I normally use a Windows 10 PC as development environment, and the process to install the tool is described on this link, that basically shows how to install Python and then run “pip install certbot”. But since I had the Linux subsystem enabled on my Windows laptop running Ubuntu, so I followed this other approach:
- Opened a bash console on the Linux subsystem
- Installed Python with “sudo apt-get install certbot”
- Executed the following command to only issue the certificate locally in manual mode, by registering an account with my e-mail address on Let’s Encrypt service and issuing a certificate for domain “api.davidjrh.com” agreeing to the Terms of Service:
sudo certbot certonly --email davidj@intelequia.com -d api.davidjrh.com --agree-tos --manual
- Followed the screen instructions and created the file on the storage account with the required contents
- Successfully issued the certificate
davidjrh@DESKTOP-JQL0N5G:~$ sudo ls /etc/letsencrypt/live/api.davidjrh.com
README cert.pem chain.pem fullchain.pem privkey.pem
The certificate, chain and key are issued in .pem format, so to upload the certificate in .pfx, I used OpenSSL to convert from PEM to PFX:
Finally, I modified my current HTTPS listener to use the LetsEncrypt certificate. IMPORTANT: remember the name you are going to give to this certificate, since you will need to specify it as a parameter on the renewal process later
After applying the changes, you can check that the LetsEncrypt SSL certificate is working properly just by browsing a resource via HTTPS
Implementing the renewal process
Now that the LetsEncrypt certificate is installed and working properly, the next step is to automate the renewals. Let’s do it with an Azure Automation runbook.

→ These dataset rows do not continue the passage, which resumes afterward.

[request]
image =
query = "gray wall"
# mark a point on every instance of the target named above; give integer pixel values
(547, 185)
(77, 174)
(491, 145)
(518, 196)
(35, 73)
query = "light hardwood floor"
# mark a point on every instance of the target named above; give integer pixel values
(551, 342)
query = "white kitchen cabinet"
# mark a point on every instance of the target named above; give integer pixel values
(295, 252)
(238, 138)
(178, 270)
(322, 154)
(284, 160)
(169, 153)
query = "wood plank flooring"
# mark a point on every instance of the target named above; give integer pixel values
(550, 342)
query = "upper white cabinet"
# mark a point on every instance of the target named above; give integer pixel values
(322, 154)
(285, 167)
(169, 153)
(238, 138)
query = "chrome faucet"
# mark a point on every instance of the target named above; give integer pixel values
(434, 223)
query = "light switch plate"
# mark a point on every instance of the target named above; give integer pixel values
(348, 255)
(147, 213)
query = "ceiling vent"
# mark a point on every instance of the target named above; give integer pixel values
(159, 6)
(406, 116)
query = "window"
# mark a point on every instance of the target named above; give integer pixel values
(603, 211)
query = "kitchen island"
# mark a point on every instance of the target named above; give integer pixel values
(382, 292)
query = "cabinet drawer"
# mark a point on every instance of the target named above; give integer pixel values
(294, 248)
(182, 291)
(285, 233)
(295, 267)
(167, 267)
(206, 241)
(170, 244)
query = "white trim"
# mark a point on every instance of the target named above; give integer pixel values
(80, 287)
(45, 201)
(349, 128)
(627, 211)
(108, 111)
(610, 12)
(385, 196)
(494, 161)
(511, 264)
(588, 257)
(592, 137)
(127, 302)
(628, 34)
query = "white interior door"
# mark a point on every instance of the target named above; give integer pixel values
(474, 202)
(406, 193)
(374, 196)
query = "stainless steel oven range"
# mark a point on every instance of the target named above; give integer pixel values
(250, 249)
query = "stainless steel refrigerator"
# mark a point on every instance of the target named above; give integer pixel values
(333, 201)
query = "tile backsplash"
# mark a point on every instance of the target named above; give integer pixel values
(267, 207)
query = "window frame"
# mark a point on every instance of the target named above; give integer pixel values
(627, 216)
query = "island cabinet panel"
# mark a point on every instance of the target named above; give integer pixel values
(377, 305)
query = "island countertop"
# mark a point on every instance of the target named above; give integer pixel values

Create an Automation Account
1. On the Azure Portal, create an Azure Automation account (or use an existing one) to host the runbook. Note that you can create this automation account and run up to 500 minutes per month for free.
2. Inside the Automation resource, open the Modules and browse the gallery to import the following modules: 'AzureRM.profile', 'AzureRM.Network' and 'ACMESharp'. Ensure you import the latest version of all of them and update the current ones already imported (for example, the AzureRM.profile is enabled by default, but we need the latest version available on the gallery).
3. On the Azure Automation account, create a PowerShell runbook called LetsEncryptCertificateRenewal
4. Edit the powershell runbook and paste the contents of the script available at GitHub on https://github.com/intelequia/letsencrypt-aw/blob/master/letsencryptaw_v2.ps1, and click on the “Publish” button to make it available for scheduling
You can test the runbook on the Test pane, and passing the required parameters (domain name, email address used on LetsEncrypt, resource group names, storage account name, application gateway name and the name of the certificate you used when setting up the https listener). It takes around 15min to complete. When browsing the site again with https, you will notice that the certificate was updated correctly.
IMPORTANT: LetsEncrypt has its own weekly limits when issuing certificates for a specific domain in production (50 per week), so be aware when testing the PowerShell script.
5. Create an Azure Automation Schedule to renew the SSL certificate. In my case, I created a schedule for renewing it every 2 weeks
6. Setup the parameters to schedule the runbook with the schedule you created before.
And that’s all. Now you have setup the autorenewals of your Application Gateway SSL certificate with Azure Automation.